Oncolytic viruses represent a new class of drugs for the treatment of cancer. OVs are therapeutics that have been engineered or selected to propagate in and selectively kill cancer cells. As a standalone therapy, the effective of OVs are possibly restricted by the tumor microenvironment, host-mounted anti-viral response as well as pre-existing neutralizing antibodies. Clinical trials have confirmed that combining OVs with conventional anti-cancer therapies can improve the therapeutic responses, such as radiotherapy, chemotherapy, histone deacetylase inhibitors (HDACi) and other forms of immunotherapy. With extensive experience on oncolytic virotherapy and cancer immunotherapy, Creative Biolabs provides one-stop oncolytic virotherapy development for combination cancer immunotherapy of a broad range of project objectives.

In recent years, immunotherapy has been regarded as the "fourth major therapy" after surgery, radiotherapy and chemotherapy in the field of cancer treatment. Cancer immunotherapy mainly includes: adoptive T cell therapy (ACT), immune checkpoint inhibitors (ICI), cytokines, cancer vaccines and biological immunotherapy. Creative Biolabs have developed a comprehensive cancer therapy platform for combining oncolytic virotherapy with cancer immunotherapy specific to various types of disease which are potentially suitable to our clients’ demands. As the first-in-class biotech developer and provider, scientists of Creative Biolabs focus on applying outstanding technologies to discover and develop potential therapeutic approaches.

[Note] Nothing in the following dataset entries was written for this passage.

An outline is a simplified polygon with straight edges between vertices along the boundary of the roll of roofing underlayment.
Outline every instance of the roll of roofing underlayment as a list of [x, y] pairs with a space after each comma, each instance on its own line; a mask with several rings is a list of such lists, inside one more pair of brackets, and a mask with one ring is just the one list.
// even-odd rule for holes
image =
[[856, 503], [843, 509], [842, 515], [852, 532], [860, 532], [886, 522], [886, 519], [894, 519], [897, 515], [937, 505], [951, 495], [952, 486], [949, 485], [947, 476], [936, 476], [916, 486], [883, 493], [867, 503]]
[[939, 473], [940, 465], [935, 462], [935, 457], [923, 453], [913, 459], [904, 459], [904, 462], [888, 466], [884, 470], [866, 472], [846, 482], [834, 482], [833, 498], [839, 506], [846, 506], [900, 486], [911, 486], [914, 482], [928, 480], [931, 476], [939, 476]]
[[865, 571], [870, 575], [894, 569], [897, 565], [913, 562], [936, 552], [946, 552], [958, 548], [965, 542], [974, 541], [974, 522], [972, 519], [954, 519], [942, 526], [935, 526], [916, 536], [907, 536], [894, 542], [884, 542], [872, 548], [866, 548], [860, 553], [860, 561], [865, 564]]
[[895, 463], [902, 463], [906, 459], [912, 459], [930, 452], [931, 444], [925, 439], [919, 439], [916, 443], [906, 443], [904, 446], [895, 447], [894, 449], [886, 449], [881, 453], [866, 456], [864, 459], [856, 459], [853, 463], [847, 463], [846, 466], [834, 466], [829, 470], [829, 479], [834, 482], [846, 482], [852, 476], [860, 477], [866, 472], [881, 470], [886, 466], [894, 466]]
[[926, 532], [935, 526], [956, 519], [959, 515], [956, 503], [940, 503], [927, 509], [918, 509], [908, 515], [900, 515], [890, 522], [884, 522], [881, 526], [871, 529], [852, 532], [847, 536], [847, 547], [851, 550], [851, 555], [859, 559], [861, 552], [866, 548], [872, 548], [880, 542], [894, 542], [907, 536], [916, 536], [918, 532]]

Our combination of cancer therapy services include but not limited to:

Oncolytic Virotherapy Development for Combination Therapy with Cancer

Adoptive T cell therapy (ACT) is the process of infusing patients with large numbers of T cells with whole or partial tumor-reactive specificities. OVs can facilitate ACT by conditioning both the systemic immune system and local tumor microenvironment (TME) to better support T cell recruitment and effector function. It was shown that the combination therapy was far more effective than either monotherapy owing to improved T cell effector function.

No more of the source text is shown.